NUMA Aware User Guide

Environment setup

Pre-Condition

  • Enable cpu manager and set policy to “static”
  • Enable topology manager and set the policy option you want

    1. Set the above conditions by editing the kubelet configuration file

      cat /var/lib/kubelet/config.yaml
      
      {...}
      cpuManagerPolicy: static
      topologyManagerPolicy: best-effort
      kubeReserved:
      cpu: 1000m
      
    2. Restart kubelet to take effect
      Run the following:

      1. systemctl stop kubelet
      2. rm -rf /var/lib/kubelet/cpu_manager_state
      3. systemctl daemon-reload
      4. systemctl start kubelet
      

Install volcano

1. Install from source

Refer to Install Guide to install volcano.

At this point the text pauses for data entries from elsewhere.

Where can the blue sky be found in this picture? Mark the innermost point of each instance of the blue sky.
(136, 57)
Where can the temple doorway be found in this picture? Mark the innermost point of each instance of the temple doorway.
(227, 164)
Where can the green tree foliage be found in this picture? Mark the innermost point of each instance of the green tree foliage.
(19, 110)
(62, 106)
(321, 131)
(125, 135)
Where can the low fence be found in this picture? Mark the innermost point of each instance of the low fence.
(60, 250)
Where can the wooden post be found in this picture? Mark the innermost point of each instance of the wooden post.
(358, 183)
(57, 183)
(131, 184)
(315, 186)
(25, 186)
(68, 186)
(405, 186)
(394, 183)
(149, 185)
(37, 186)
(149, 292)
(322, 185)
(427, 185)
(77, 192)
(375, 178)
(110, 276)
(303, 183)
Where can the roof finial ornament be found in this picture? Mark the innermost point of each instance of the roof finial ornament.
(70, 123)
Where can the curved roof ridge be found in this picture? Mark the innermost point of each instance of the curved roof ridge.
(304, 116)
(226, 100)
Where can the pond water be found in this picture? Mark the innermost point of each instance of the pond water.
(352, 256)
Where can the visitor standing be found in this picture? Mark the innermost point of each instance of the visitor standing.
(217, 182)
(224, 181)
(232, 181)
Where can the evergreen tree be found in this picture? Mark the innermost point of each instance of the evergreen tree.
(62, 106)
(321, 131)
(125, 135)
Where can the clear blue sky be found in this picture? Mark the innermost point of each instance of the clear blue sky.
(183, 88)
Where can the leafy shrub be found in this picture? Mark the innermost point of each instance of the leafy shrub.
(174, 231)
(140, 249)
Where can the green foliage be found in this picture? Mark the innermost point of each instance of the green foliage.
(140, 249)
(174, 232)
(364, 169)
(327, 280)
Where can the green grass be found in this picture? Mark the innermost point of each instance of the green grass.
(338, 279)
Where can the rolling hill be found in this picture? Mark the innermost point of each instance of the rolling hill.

After installed, update the scheduler configuration:

kubectl edit cm -n volcano-system volcano-scheduler-configmap
kind: ConfigMap
apiVersion: v1
metadata:
  name: volcano-scheduler-configmap
  namespace: volcano-system
data:
  volcano-scheduler.conf: |
    actions: "enqueue, allocate, backfill"
    tiers:
    - plugins:
      - name: priority
      - name: gang
      - name: conformance
    - plugins:
      - name: drf
      - name: predicates
      - name: proportion
      - name: nodeorder
      - name: binpack
      - name: numa-aware # add it to enable numa-aware plugin
        arguments:
          weight: 10

2. Install from release package

Same as above, after installed, update the scheduler configuration in volcano-scheduler-configmap configmap.

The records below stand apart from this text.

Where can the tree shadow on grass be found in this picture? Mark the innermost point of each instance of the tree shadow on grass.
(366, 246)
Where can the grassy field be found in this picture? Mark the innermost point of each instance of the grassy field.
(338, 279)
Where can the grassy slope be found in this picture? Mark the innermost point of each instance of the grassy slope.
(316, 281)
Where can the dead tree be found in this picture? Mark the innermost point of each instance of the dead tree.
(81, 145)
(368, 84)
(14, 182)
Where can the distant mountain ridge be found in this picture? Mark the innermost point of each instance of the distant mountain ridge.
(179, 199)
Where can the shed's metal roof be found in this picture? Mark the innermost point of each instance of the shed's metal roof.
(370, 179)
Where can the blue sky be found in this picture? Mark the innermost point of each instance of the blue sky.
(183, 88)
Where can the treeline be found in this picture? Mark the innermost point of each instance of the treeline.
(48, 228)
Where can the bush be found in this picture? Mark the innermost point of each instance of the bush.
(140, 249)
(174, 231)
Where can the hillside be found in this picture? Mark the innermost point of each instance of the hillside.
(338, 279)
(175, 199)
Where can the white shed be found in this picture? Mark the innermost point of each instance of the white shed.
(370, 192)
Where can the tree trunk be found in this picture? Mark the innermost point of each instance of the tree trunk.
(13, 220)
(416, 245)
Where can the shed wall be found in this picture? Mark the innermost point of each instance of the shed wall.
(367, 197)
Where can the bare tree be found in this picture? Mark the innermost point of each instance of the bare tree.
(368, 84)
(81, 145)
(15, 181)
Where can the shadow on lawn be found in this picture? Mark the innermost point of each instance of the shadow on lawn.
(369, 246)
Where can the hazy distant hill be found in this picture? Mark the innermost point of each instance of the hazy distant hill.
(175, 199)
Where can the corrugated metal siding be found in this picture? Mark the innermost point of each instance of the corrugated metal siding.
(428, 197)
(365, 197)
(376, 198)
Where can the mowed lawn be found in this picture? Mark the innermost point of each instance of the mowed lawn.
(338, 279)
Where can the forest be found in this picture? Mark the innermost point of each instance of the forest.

Install volcano resource exporter

Please refer to volcano resource exporter

Verify environment is ready

Check the CRD numatopo whether the data of all nodes exists.

kubectl get numatopo 
NAME              AGE
node-1            4h8m
node-2            4h8m
node-3            4h8m

Usage

Running volcano Job with topology policy

Support the task-level topology policy and edit spec.tasks.topologyPolicy to specify whether to perform topology scheduling.
The supported options are the same as topology manager on kubelet:

   1. single-numa-node
   2. best-effort
   3. restricted
   4. none

For example

apiVersion: batch.volcano.sh/v1alpha1
kind: Job
metadata:
  name: vj-test
spec:
  schedulerName: volcano
  minAvailable: 1
  tasks:
    - replicas: 1
      name: "test"
      topologyPolicy: best-effort # set the topology policy for task 
      template:
        spec:
          containers:
            - image: alpine
              command: ["/bin/sh", "-c", "sleep 1000"]
              imagePullPolicy: IfNotPresent
              name: running
              resources:
                limits:
                  cpu: 20
                  memory: "100Mi"
          restartPolicy: OnFailure

Running TFJob with topology policy

Add the annotation volcano.sh/numa-topology-policy to specify the topology policy you want.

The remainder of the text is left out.